Past Symposiums 2014

MEET THE KEYNOTE: TODD E. HUMPHREYS

 

Dr. Todd E. Humphreys is an Assistant Professor of Aerospace Engineering and Engineering Mechanics at The University of Texas at Austin, and director of its Radionavigation Lab. Humphreys, a Cornell alum, received his PhD in 2008 under advisor Prof. Psiaki.  He specializes in the application of optimal estimation techniques to problems in satellite navigation, orbital and attitude dynamics, and signal processing. He directs the Radionavigation Laboratory at UT-Austin, where software-defined GPS receivers are developed as a platform for GPS technology innovation and study of the ionosphere and neutral atmosphere. His recent focus has been on defending against intentional GPS spoofing and jamming.
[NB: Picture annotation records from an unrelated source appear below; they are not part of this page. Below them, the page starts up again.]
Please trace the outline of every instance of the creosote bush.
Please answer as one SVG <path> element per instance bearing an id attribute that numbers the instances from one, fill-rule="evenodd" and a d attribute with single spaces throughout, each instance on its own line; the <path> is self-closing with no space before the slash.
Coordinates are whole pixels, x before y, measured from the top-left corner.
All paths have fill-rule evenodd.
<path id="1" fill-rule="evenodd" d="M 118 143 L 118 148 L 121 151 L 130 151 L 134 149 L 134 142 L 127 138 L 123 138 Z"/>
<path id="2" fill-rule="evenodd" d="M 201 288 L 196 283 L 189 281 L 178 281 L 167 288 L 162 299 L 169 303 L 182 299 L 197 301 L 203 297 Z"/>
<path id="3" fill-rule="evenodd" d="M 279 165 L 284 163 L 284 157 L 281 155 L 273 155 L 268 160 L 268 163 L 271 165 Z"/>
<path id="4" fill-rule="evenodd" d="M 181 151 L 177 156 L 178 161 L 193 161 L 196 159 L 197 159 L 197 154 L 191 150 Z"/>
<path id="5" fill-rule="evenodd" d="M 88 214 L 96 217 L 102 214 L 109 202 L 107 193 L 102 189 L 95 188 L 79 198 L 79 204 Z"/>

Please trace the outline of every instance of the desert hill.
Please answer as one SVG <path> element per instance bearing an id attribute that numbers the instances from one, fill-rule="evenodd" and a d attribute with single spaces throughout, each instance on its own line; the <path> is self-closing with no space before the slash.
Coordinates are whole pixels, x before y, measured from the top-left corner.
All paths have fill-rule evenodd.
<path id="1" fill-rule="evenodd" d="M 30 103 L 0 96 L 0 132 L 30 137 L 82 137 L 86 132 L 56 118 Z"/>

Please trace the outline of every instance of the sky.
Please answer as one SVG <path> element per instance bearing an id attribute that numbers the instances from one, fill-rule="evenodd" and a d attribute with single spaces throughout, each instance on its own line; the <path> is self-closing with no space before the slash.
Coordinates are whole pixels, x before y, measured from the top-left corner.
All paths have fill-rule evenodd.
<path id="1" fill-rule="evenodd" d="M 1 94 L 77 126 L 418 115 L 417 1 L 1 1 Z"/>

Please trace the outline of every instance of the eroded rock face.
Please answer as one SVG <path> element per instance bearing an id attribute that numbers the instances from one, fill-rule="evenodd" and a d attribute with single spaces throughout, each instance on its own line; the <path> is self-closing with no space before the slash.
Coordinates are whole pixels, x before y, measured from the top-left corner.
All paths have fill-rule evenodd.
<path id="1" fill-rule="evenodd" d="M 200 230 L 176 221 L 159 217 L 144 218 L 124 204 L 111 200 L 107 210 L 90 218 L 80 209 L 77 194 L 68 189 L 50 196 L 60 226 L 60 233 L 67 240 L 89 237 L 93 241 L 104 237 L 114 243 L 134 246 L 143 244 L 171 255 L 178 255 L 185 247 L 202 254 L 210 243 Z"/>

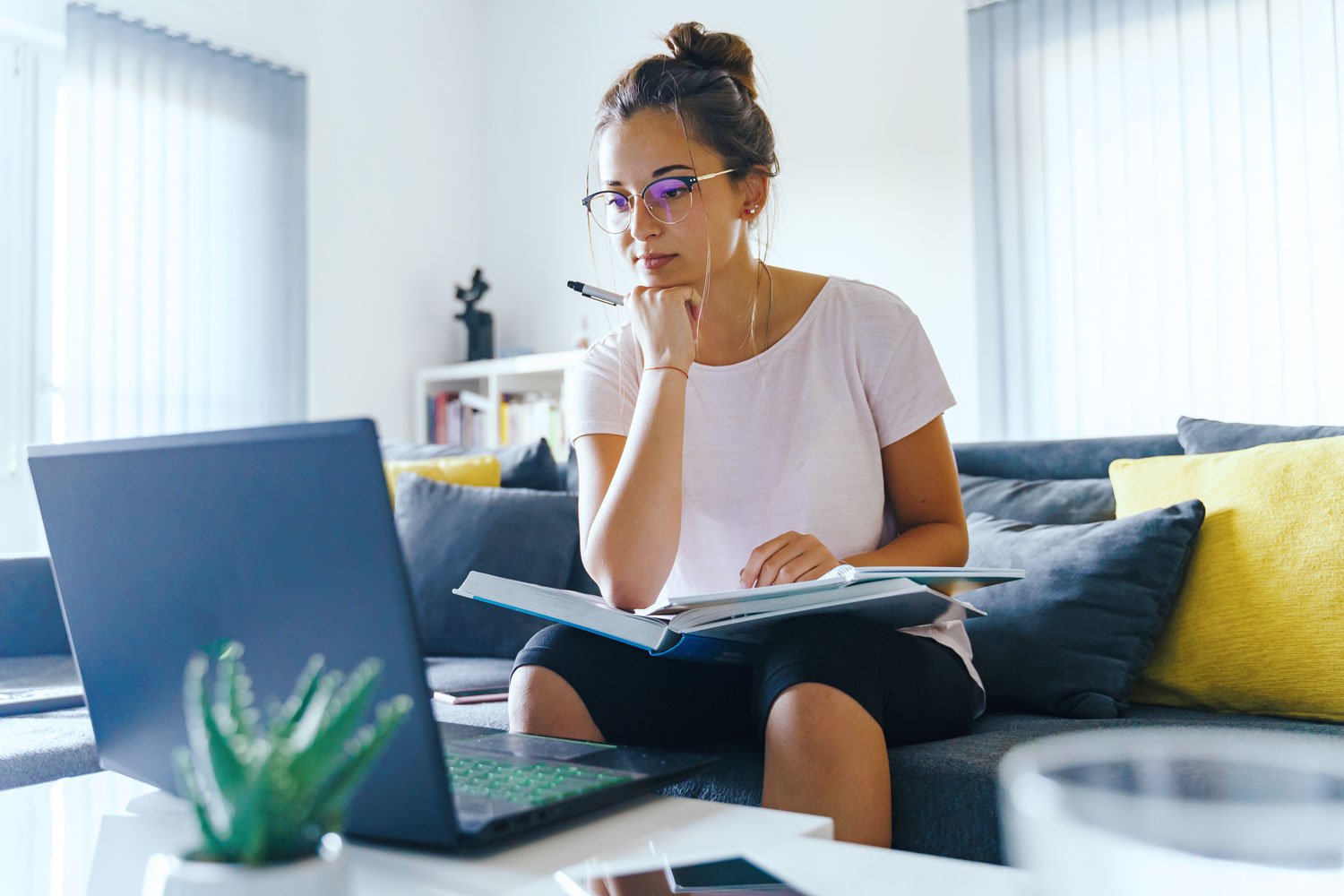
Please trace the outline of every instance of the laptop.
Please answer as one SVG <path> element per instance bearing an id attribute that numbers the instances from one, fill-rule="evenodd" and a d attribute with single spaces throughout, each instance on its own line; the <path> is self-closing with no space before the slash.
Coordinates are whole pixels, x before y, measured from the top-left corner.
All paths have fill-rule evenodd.
<path id="1" fill-rule="evenodd" d="M 103 768 L 176 790 L 183 669 L 226 639 L 258 707 L 314 653 L 378 657 L 375 700 L 414 701 L 351 803 L 355 837 L 472 848 L 712 762 L 434 719 L 372 420 L 34 446 L 28 465 Z"/>

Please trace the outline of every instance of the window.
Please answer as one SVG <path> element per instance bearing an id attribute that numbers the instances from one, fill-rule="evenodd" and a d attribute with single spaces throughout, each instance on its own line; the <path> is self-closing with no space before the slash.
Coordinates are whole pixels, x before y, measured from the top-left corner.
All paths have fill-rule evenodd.
<path id="1" fill-rule="evenodd" d="M 302 419 L 306 82 L 70 7 L 58 441 Z"/>
<path id="2" fill-rule="evenodd" d="M 40 551 L 24 446 L 50 435 L 39 399 L 51 344 L 51 188 L 60 47 L 0 30 L 0 552 Z"/>
<path id="3" fill-rule="evenodd" d="M 1344 8 L 969 15 L 986 435 L 1344 420 Z"/>

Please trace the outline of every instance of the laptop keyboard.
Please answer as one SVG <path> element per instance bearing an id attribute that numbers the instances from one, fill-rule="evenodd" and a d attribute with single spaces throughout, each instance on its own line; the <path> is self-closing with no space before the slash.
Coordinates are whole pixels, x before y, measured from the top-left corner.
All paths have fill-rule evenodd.
<path id="1" fill-rule="evenodd" d="M 634 775 L 599 771 L 563 762 L 512 763 L 485 756 L 444 752 L 453 793 L 503 799 L 521 806 L 542 806 L 566 797 L 613 787 Z"/>

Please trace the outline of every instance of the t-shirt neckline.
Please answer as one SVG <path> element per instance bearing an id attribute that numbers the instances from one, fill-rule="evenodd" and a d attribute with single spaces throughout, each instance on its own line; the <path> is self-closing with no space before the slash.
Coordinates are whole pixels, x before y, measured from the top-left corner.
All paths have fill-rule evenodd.
<path id="1" fill-rule="evenodd" d="M 788 345 L 794 339 L 794 334 L 800 329 L 802 329 L 804 324 L 808 324 L 810 321 L 810 318 L 814 316 L 814 313 L 817 310 L 817 304 L 821 301 L 821 297 L 827 294 L 827 290 L 831 289 L 831 285 L 835 282 L 835 279 L 836 279 L 835 277 L 827 277 L 827 282 L 824 282 L 821 285 L 821 289 L 817 290 L 817 294 L 813 297 L 812 304 L 808 305 L 808 310 L 802 312 L 802 317 L 800 317 L 798 321 L 793 326 L 789 328 L 789 332 L 785 333 L 784 336 L 781 336 L 780 340 L 775 341 L 774 345 L 769 347 L 767 349 L 765 349 L 759 355 L 753 355 L 751 357 L 746 359 L 745 361 L 735 361 L 732 364 L 702 364 L 700 361 L 691 361 L 691 369 L 692 371 L 695 371 L 695 369 L 700 369 L 700 371 L 734 371 L 734 369 L 737 369 L 739 367 L 745 367 L 747 364 L 753 364 L 753 363 L 761 361 L 761 360 L 769 357 L 771 353 L 778 352 L 784 345 Z"/>

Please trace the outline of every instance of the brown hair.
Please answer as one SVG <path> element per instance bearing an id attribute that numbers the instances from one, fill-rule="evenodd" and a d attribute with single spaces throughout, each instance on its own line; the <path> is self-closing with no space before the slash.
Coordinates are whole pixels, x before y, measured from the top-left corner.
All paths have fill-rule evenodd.
<path id="1" fill-rule="evenodd" d="M 706 31 L 699 21 L 673 26 L 659 54 L 621 75 L 597 110 L 594 144 L 602 132 L 645 109 L 679 117 L 688 136 L 716 152 L 734 183 L 753 169 L 774 177 L 780 159 L 774 128 L 757 103 L 751 48 L 735 34 Z M 757 219 L 753 219 L 755 224 Z"/>

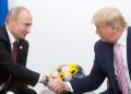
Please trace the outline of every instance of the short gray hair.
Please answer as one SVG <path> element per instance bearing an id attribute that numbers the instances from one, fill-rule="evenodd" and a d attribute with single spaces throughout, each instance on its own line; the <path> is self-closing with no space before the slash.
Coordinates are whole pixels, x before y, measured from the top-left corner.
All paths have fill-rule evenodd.
<path id="1" fill-rule="evenodd" d="M 25 10 L 29 13 L 29 11 L 25 7 L 14 7 L 14 8 L 10 9 L 10 11 L 7 15 L 5 22 L 7 23 L 9 22 L 10 16 L 17 17 L 19 14 L 21 13 L 21 11 L 23 11 L 23 10 Z"/>

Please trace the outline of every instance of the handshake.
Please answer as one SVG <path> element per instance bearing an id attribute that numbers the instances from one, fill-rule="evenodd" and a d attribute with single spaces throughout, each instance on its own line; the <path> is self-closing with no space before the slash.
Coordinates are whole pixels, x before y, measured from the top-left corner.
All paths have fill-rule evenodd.
<path id="1" fill-rule="evenodd" d="M 43 83 L 49 90 L 53 91 L 56 94 L 61 94 L 61 93 L 64 94 L 71 91 L 68 85 L 68 82 L 64 82 L 60 79 L 56 79 L 52 77 L 43 75 L 40 83 Z"/>

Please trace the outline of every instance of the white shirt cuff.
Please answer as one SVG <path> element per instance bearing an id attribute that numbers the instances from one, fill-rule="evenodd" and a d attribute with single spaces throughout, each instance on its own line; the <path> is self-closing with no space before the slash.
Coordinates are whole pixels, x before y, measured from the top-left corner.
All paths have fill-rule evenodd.
<path id="1" fill-rule="evenodd" d="M 43 79 L 43 75 L 44 75 L 44 74 L 40 74 L 37 83 L 40 83 L 40 81 L 41 81 L 41 79 Z"/>

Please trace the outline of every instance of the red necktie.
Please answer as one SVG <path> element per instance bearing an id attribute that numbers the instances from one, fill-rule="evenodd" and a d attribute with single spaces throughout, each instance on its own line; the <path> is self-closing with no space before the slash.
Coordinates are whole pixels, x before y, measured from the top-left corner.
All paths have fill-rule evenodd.
<path id="1" fill-rule="evenodd" d="M 117 70 L 119 86 L 121 87 L 122 94 L 129 94 L 128 80 L 126 77 L 123 57 L 120 49 L 120 44 L 115 45 L 115 56 L 116 56 L 116 70 Z"/>
<path id="2" fill-rule="evenodd" d="M 13 60 L 16 61 L 16 56 L 17 56 L 17 42 L 16 40 L 13 43 L 13 49 L 11 50 L 11 56 L 12 56 Z M 7 92 L 7 90 L 9 87 L 11 79 L 12 79 L 12 75 L 9 77 L 9 79 L 5 83 L 4 93 Z"/>

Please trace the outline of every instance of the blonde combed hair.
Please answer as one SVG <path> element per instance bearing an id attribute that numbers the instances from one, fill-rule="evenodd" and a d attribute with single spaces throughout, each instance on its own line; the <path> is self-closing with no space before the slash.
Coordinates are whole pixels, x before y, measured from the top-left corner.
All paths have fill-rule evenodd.
<path id="1" fill-rule="evenodd" d="M 118 9 L 105 7 L 93 16 L 93 23 L 104 23 L 107 26 L 118 26 L 124 28 L 128 24 Z"/>

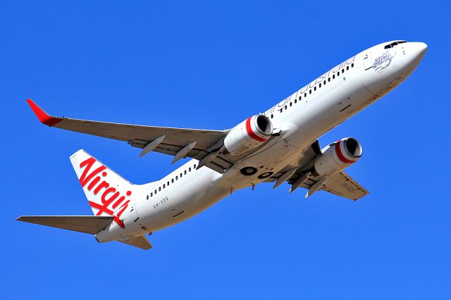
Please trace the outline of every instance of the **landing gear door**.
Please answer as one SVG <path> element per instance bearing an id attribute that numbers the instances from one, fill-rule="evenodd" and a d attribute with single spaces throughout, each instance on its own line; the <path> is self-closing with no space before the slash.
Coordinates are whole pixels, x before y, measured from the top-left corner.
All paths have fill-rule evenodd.
<path id="1" fill-rule="evenodd" d="M 364 55 L 364 68 L 365 70 L 371 68 L 373 66 L 373 61 L 371 61 L 371 56 L 369 52 L 366 52 Z"/>

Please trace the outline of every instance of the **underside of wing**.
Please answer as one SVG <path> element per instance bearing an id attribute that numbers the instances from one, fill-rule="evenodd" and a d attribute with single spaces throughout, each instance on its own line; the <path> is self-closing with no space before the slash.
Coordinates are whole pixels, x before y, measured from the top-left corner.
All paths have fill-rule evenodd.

In 2008 he co-founded Coherent Navigation, a startup that hardens GPS by, among other things, exploiting telephony signals from the Iridium satellite constellation. Learn more about him and his research herehere, and here.

Keynote Talk

The next few decades will see pervasive autonomous control systems become critical to the world economy—from autonomous cars and aircraft to smart homes, smart cities, and vast energy, communication, and financial networks controlled at multiple scales. Protecting these systems from malicious attacks is a matter of urgent societal interest. The study of secure control has made important advances over the past few years, but these constitute not solutions so much as problem framing and an emerging consensus that traditional fault detection and mitigation fails when confronted with a deliberate attacker: outlaws are different from outliers; fraud is different from faults. Moreover, the vast majority of this early literature focuses only on cyber attacks—infiltration of the communications networks over which sensor measurements y and control commands u are conveyed.